The Oiler Cannonball:
Now listen to the blockin’,
The ramblin’ and the roar,
As he glides by along the sidelines,
By the hashmarks then the score.
From the fancy passin’ Dago,
To the Tyler bowling ball.
Those Patriots can be taken,
By the Oiler Cannonball.
No one was going to mistake it for Merle Haggard, but despite Mauck’s off-key delivery, the song got plenty of airtime on KILT, the country-music station followed by all those roughnecks who spent their nights at Gilley’s and other honky-tonks. The Oilers were becoming the team of a certain kind of Texan: rough around the edges, blue collar, unpretentious. In a sign of the team’s popularity, Mauck’s single sold ten thousand copies.

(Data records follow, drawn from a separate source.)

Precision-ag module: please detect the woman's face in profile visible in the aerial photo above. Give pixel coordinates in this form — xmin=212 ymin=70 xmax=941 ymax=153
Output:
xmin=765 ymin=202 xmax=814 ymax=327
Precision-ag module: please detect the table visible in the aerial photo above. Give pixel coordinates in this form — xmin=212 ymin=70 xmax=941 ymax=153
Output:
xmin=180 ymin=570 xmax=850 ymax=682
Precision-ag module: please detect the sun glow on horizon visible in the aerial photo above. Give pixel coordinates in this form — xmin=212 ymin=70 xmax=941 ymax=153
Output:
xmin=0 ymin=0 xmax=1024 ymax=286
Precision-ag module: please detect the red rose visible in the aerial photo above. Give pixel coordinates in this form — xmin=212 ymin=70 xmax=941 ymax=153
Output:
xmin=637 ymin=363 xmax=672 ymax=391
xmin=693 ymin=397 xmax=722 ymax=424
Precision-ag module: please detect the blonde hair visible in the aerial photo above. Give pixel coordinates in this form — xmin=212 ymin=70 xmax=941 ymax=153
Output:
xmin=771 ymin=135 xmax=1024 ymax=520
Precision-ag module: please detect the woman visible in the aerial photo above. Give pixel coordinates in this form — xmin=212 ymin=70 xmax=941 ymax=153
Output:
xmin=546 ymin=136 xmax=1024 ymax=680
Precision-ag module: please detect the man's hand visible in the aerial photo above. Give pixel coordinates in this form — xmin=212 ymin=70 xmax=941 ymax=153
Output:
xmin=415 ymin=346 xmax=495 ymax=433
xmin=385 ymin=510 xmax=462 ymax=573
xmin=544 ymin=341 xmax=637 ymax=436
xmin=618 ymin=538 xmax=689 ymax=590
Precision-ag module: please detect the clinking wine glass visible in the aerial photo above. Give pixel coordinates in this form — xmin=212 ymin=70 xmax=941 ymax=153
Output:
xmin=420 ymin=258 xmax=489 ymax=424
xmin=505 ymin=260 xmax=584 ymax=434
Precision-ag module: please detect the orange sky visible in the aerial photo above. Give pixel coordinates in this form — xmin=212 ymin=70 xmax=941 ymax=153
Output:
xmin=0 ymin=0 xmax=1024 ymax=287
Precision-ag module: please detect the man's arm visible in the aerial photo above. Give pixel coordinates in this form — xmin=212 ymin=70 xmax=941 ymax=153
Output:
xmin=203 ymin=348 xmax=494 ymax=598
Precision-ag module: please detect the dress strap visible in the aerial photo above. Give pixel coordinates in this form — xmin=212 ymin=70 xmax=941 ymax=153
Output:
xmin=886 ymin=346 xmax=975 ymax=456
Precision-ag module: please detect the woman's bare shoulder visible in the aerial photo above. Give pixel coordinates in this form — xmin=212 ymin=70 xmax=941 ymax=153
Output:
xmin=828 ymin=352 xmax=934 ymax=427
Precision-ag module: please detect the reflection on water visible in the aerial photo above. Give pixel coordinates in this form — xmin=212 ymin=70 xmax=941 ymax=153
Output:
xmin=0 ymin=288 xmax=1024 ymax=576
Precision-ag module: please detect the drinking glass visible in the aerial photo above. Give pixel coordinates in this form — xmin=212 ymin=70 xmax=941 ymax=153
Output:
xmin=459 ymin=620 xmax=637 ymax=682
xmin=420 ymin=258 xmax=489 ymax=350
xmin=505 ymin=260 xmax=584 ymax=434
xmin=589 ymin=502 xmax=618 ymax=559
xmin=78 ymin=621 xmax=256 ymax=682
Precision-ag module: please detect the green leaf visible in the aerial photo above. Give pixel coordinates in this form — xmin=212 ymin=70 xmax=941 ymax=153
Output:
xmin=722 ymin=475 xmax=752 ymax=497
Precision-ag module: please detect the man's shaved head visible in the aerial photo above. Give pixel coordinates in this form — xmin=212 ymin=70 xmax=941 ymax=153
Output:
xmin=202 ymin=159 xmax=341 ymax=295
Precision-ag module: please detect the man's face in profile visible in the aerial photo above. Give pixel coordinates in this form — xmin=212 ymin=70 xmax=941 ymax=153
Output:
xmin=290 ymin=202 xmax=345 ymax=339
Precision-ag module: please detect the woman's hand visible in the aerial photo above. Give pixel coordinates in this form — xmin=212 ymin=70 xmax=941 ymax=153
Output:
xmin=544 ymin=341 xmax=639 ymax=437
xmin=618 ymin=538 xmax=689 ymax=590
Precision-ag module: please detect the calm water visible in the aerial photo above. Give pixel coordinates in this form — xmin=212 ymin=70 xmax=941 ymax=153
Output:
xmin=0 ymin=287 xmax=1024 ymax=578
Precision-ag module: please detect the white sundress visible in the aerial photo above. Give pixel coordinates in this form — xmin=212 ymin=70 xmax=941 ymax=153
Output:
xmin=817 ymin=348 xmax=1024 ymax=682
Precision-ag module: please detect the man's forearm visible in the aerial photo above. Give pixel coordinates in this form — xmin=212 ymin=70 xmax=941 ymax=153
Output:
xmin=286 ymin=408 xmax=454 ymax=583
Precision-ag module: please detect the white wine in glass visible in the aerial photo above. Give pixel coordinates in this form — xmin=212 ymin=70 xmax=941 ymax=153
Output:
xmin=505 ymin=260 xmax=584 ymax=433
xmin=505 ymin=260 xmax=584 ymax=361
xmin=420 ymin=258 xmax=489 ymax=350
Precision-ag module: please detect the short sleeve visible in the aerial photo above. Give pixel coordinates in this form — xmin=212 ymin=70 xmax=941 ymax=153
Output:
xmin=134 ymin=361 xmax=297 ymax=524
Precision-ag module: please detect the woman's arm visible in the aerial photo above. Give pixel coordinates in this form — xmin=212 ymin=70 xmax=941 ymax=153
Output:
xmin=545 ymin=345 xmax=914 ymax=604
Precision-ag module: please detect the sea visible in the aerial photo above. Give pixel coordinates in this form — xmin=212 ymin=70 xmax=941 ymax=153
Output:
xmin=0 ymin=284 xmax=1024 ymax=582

In their enthusiasm, Astrodome fans started to resemble college football crowds: pep rallies before games, face painting, signs announcing: “Luv Ya Blue”—the new motto of the Oilers, coined by Campbell after the Monday Night Football game against Miami. “‘Luv Ya Blue’ was a chance for people of all races and backgrounds to come together as a city,” he said, in true Campbell-speak, about the enthusiasm of the crowd that night. “It was a feeling that the players and fans shared without even talking.”
The season ended on a miserable Sunday afternoon in Pittsburgh. An icy, slushy day, with freezing rain and sleet and a temperature of about 25 degrees. It was the AFC Championship Game—the winner would go on to the Super Bowl. This was far further along than anybody had thought the 1978 Houston Oilers would go. And this was where the road ended.